The period of mid-1973 to late '74 was particularly formative for me and informed and imbued the rest of my life from there. A student at CU-Boulder, and not much of one at that, I followed Mark Twain's lead and never let my schooling interfere with my education.
It was in this period of my life that I discovered the beloved Swami
and many others, and the Bhakti path I was to take, and that I began
to massage – and to sing, ceaselessly; it was in this period of my
life that I would discover the Dances, and the Sufism which so
decidedly established my future, from which place I'm now telling
this in retrospect; it was at this juncture in time that I discovered
in this way, all the Bringers of light, of Dharma, and discovered Christ, and
found my own Teacher out of a marketplace full of 'em - the Coach I'd
prayed God to vouchsafe me.
I'd longed to be pregnant with radiance, You may love a certain food
but you have to eat lots of it to get fat on it. So it is with light.
I wanted to be so full of this love I'd discovered, that I could
swallow all the world's darkness and shit out light.
Neither drugs nor grass nor booze played a role in my life. I was
stoned however, flat-out stoned on love. The only thing lacking was
a dime and maturity – and the latter comes with time, no security.
I worked at Ticos, washing dishes with joy and some soap – my
pupils were sometimes actually dilated. I'd show up giggling but always
on time and fit for work, my supervisor on the cook-line, a Pisces
named Jeff, looked me straight into those stoned eyes and asked if I
were showing up on the job drunk or on weed. I smiled and assured
him, I was drunk on love, just love, patting his arm. That was the
period of my wearing a wooly, multi-colored Morrocan jalabea everywhere,
my hair grown long, first beard, and passing out roses in the park,
washing and massaging feet – anyone's. The only beer I got soused
on was Bir Hanumana (strength of Hanuman). My beloved Swami
embodied that, and he was pregnant with radiance. All Great Ones are,
and I revered them - and I wanted to be pregnant with that radiance.

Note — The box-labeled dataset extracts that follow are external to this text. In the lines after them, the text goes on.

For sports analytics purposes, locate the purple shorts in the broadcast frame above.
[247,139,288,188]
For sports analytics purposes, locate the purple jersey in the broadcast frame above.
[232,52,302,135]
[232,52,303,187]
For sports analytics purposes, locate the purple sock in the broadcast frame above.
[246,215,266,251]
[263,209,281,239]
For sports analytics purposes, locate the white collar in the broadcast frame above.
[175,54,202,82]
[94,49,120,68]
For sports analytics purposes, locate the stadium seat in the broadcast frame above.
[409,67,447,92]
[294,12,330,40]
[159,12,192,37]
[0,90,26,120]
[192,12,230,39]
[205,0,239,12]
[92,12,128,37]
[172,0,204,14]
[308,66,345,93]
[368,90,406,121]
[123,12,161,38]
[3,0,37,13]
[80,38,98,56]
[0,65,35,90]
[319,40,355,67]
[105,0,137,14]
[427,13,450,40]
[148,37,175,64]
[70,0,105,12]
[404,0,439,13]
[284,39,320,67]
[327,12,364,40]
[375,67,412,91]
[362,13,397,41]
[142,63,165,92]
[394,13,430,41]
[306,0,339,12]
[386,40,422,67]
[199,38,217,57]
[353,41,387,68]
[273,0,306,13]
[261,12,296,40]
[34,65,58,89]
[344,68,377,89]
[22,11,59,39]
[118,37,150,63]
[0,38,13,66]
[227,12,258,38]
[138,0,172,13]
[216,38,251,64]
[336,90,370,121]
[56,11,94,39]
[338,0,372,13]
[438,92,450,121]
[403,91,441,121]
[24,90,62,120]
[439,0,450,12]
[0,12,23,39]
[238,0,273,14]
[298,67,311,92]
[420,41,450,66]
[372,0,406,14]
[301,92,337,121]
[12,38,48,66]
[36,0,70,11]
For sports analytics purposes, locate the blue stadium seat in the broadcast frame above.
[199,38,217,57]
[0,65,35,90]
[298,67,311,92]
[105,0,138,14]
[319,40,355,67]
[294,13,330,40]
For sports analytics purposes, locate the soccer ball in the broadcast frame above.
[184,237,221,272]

One fine early Spring mid-morning in '75 I guess, on The Hill just
off campus, I walked by Chuck's Grill, which was nearly empty. I
only wanted to use Chuck's restroom, which back then was the norm
without making a purchase. I just had to do a quick number-one and
leave.
On my way to that restroom I noticed this young woman of very
unremarkable form and features – let's be honest here, you would
have walked right by her. She was neutral and apathetic, also rather
dumpy, and that turned out to be because she slouched in the booth
where she sat alone, the only customer in the joint.
Because of this slouch, and her pullover sweater, it crossed my Lucy-in-the-sky-with-diamonds optical-perception, that: she might be pregnant. To this day, I don't know what took hold of me - but after I'd left the restroom instead of heading straight for the door leading out, I swung by her booth and with my right hand gently on her shoulder and my left gently on the hump of her belly, on the pullover of course, I asked her with sincere elation and warmth, “When?...“
As in, "when's the date, O mother-to-be?" She did not
call the cops, she did not make a scene, she did not
say, "WTF – you some kinda goddam smart-ass? Get away from me
you freak!" She did not react angrily or even look hurt or
burst into tears at this otherwise seemingly insensitive cruelty.
The fact was, she was not remotely in the family way, she was
just frumpy. She had a gut on her. So?
Not a word passed between us, her eyes registered bewilderment, to
which my eyes registered "Oh shit, you're not pregnant?"
then, "OMGdess, I fucked up, am I a schlemiel!" I muttered a
genuine "sorry, I thought..." but outside of that it went all
without words. And then something happened. She got it, and her
face brightened up at the idea, and my face brightened up again and
for that moment gazing at each other, she had the radiance of
someone pregnant with life inside her. So she was in that moment
pregnant with radiance.
Then we both laughed, just a sweet, tender, ever so human laugh,
shared in love between two total strangers under quite comical
circumstances. I collected myself and nodded goodbye, headed for the
door. One last look over my shoulder and a wave: that woman watched
me from her booth, still smiling and still glowing, sitting a tad
straighter there, and I have no recollection of her voice, as not a
word had been shared, it was all through the eyes.
These drunken eyes, pregnant with radiance.